Ce qu'un agent change à l'affaire
Chez Au boulot, c'est le travail de Marcel. Il surveille les échéances, prépare chaque relance dans votre ton (il a vos anciennes relances dans sa mémoire), vous les montre sur WhatsApp, et envoie après votre validation. Rien ne part sans votre accord : l'agent tient le système, vous gardez la relation. Le suivi continue après l'envoi, avec un rappel si le paiement annoncé ne tombe pas.
La différence avec un logiciel de facturation classique ? Le ton et le contexte. Une relance automatique générique se voit à des kilomètres. Une relance écrite par un agent qui connaît le dossier (ce client paie toujours avec dix jours de retard, celui-là sort d'un chantier compliqué) ressemble à la vôtre, parce qu'elle est faite à partir de la vôtre.
Confier ses relances à Marcel →
Quand passer à la mise en demeure
Si rien n'est venu au bout des trois étapes, la mise en demeure est le dernier geste amiable, et c'est aussi celui qui fait courir officiellement les intérêts. Elle part en recommandé avec accusé de réception, reprend le montant, le numéro de facture, l'échéance dépassée, les sommes dues au titre du retard, et donne un délai ferme, en général huit à quinze jours. Rien de plus.

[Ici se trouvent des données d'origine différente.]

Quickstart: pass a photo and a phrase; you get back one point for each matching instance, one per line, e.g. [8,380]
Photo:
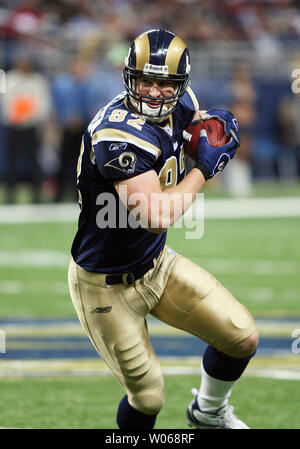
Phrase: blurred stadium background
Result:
[60,62]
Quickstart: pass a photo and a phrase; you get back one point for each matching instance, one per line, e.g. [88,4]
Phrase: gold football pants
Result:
[177,292]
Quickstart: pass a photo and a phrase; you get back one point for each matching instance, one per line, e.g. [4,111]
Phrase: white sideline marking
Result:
[41,258]
[213,208]
[169,371]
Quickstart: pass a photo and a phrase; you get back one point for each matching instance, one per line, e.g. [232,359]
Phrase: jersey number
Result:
[168,175]
[118,115]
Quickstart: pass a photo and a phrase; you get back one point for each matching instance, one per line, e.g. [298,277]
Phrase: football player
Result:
[122,270]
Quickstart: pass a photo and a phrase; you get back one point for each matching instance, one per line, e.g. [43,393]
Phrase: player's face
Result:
[155,89]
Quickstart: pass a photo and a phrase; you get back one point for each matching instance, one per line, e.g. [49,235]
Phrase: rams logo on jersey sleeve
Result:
[125,163]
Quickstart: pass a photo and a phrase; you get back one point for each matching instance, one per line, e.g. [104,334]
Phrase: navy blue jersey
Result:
[118,145]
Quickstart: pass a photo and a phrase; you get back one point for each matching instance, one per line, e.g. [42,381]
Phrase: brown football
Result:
[215,134]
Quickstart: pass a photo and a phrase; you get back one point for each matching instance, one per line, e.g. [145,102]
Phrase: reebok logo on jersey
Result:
[117,146]
[125,163]
[103,309]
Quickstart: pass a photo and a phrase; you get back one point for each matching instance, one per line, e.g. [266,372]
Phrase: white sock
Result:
[213,393]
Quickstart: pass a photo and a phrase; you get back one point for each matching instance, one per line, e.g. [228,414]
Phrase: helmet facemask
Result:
[140,102]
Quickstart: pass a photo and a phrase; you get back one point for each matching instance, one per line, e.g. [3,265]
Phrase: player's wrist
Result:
[204,169]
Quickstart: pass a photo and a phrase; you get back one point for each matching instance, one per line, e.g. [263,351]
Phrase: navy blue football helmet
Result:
[161,56]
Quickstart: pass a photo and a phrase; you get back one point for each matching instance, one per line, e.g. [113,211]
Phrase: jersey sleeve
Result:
[120,155]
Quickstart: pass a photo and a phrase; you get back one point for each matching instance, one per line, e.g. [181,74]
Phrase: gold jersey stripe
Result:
[175,50]
[117,135]
[142,51]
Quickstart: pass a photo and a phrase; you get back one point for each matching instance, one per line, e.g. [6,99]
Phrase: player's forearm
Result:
[169,205]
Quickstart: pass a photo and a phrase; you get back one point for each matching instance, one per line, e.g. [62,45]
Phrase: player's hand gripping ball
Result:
[215,134]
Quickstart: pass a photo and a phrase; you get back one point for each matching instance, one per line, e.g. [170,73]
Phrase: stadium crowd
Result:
[62,61]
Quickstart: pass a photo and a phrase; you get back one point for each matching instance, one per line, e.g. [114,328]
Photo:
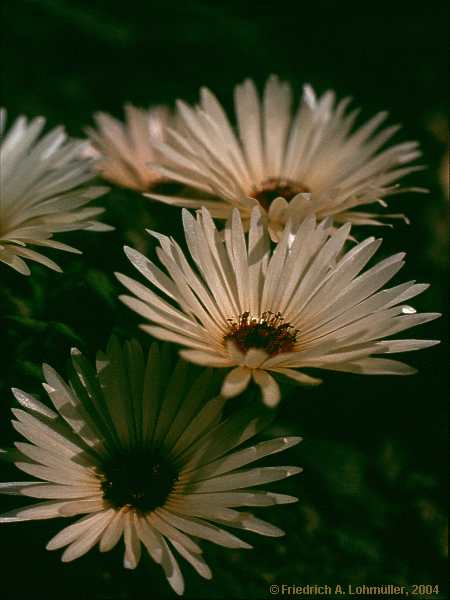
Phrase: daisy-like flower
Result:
[304,305]
[291,165]
[42,192]
[144,454]
[126,151]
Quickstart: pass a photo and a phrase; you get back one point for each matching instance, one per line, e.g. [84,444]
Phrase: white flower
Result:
[142,453]
[42,191]
[313,162]
[304,305]
[126,151]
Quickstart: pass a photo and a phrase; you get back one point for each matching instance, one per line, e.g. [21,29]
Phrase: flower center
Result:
[267,332]
[274,187]
[139,479]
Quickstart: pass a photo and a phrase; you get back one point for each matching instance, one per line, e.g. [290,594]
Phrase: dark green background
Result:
[372,506]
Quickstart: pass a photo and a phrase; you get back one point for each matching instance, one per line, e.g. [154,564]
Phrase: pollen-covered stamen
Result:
[274,187]
[267,332]
[139,479]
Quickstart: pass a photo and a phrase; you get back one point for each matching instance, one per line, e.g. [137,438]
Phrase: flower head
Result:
[126,151]
[42,192]
[262,312]
[291,166]
[142,453]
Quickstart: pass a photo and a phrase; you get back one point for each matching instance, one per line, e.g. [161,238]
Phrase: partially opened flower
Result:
[43,191]
[291,165]
[126,151]
[142,453]
[303,305]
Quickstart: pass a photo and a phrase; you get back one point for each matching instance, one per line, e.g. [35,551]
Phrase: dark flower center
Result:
[274,187]
[139,479]
[267,332]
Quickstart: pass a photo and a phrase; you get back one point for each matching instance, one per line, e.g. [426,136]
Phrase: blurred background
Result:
[372,506]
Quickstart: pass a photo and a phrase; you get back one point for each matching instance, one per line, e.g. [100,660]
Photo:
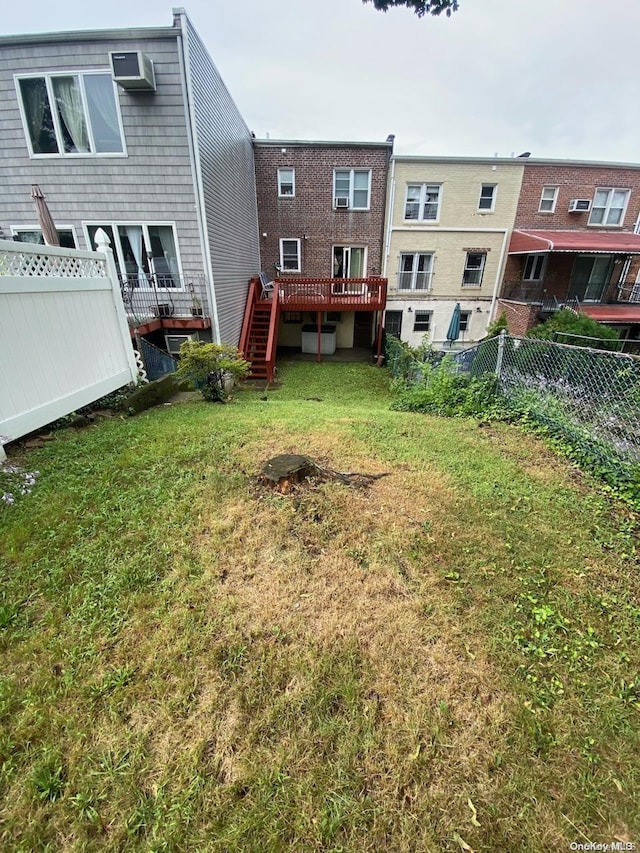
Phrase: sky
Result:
[557,78]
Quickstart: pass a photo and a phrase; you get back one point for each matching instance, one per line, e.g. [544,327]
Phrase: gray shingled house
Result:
[134,131]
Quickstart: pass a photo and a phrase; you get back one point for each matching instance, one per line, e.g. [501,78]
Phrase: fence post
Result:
[103,245]
[501,339]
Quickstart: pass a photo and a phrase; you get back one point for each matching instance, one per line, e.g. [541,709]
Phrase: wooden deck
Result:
[332,294]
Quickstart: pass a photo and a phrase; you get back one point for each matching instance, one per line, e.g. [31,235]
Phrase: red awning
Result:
[605,242]
[613,313]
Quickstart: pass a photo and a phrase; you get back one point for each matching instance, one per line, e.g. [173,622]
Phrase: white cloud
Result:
[555,77]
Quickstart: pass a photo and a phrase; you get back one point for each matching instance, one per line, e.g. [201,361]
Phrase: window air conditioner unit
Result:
[174,342]
[132,70]
[580,205]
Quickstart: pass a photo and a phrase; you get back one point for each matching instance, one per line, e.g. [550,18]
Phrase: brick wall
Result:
[520,316]
[573,181]
[310,216]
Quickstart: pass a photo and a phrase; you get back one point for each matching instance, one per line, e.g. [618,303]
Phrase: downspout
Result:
[390,200]
[627,264]
[501,263]
[194,159]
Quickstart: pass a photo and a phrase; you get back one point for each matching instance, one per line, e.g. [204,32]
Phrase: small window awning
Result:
[593,242]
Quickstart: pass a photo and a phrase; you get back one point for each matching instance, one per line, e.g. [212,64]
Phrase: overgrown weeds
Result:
[190,663]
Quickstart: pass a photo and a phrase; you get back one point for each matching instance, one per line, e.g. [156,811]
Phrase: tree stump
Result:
[283,471]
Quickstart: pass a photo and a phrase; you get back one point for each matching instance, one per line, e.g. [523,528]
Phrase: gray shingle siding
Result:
[225,162]
[152,183]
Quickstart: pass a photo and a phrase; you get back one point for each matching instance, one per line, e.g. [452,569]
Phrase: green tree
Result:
[563,324]
[420,7]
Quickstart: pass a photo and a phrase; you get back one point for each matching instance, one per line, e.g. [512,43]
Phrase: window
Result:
[34,235]
[352,188]
[548,200]
[393,323]
[590,277]
[608,207]
[349,261]
[423,202]
[286,182]
[422,322]
[67,114]
[487,200]
[290,255]
[415,271]
[146,255]
[473,269]
[533,267]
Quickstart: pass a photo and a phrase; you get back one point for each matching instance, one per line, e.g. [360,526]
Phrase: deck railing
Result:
[163,296]
[342,294]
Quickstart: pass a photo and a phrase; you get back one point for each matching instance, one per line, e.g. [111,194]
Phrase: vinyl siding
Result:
[225,164]
[152,183]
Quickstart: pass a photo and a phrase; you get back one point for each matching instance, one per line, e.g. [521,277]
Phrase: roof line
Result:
[90,35]
[266,143]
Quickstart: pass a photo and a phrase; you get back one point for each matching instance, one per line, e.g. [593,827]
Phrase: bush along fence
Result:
[588,399]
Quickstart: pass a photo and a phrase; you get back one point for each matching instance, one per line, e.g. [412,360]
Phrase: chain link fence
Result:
[590,398]
[157,362]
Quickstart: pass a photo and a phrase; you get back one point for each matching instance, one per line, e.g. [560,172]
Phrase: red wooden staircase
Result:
[259,331]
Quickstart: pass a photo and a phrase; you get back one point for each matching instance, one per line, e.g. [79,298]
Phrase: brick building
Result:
[321,209]
[575,243]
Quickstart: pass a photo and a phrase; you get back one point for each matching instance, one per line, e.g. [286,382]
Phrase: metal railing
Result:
[163,296]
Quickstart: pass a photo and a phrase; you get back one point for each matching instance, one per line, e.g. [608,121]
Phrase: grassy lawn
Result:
[447,661]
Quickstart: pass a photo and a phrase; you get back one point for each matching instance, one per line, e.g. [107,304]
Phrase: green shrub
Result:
[444,391]
[567,322]
[207,365]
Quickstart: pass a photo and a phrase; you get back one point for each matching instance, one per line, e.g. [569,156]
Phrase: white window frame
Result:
[467,268]
[352,173]
[347,248]
[48,76]
[295,240]
[292,194]
[422,202]
[20,229]
[553,200]
[427,322]
[117,249]
[415,273]
[494,195]
[607,207]
[540,257]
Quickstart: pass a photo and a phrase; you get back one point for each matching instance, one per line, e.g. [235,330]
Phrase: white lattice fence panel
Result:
[64,337]
[29,263]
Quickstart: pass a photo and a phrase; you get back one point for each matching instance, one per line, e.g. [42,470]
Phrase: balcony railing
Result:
[163,297]
[341,294]
[415,282]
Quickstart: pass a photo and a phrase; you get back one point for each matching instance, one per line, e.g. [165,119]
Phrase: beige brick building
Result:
[447,233]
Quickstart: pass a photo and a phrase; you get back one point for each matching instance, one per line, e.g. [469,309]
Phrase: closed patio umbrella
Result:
[44,217]
[453,332]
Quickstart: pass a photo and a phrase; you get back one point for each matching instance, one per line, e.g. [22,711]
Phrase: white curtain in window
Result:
[134,235]
[34,96]
[103,115]
[69,102]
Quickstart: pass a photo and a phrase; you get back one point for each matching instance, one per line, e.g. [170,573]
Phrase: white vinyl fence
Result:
[64,337]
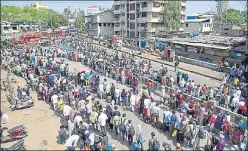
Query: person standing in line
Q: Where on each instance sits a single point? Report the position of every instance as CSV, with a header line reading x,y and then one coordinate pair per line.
x,y
130,132
102,119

Trois précautions avant de l'envoyer. Vérifiez que la prestation a bien été livrée et qu'aucune contestation écrite ne traîne dans les échanges, sinon vous vous exposez à une réponse embarrassante. Vérifiez la prescription : entre professionnels, l'action se prescrit par cinq ans, mais plus vous attendez, moins vous récupérez. Et décidez à l'avance ce que vous ferez si le délai passe, parce qu'une mise en demeure sans suite vous coûte plus qu'elle ne vous rapporte.
Les trois chiffres à garder sous les yeux
- Le délai moyen de paiement. Le nombre de jours entre l'émission d'une facture et son encaissement, tous clients confondus. C'est l'indicateur qui dit si votre système de relance fonctionne, bien mieux que le sentiment du moment.
- L'encours en retard. La somme de ce qui est dépassé, à l'instant T. Une seule règle : ce chiffre doit être connu sans ouvrir un tableur.
- La plus vieille facture ouverte. C'est celle qui a le plus de chances de ne jamais rentrer. Tant qu'elle vieillit, aucune nouvelle relance ne compense.
Ces trois chiffres tiennent en trois lignes dans un message du lundi matin. C'est exactement le genre de suivi qu'on délègue, parce qu'il ne demande aucune décision : juste de la régularité.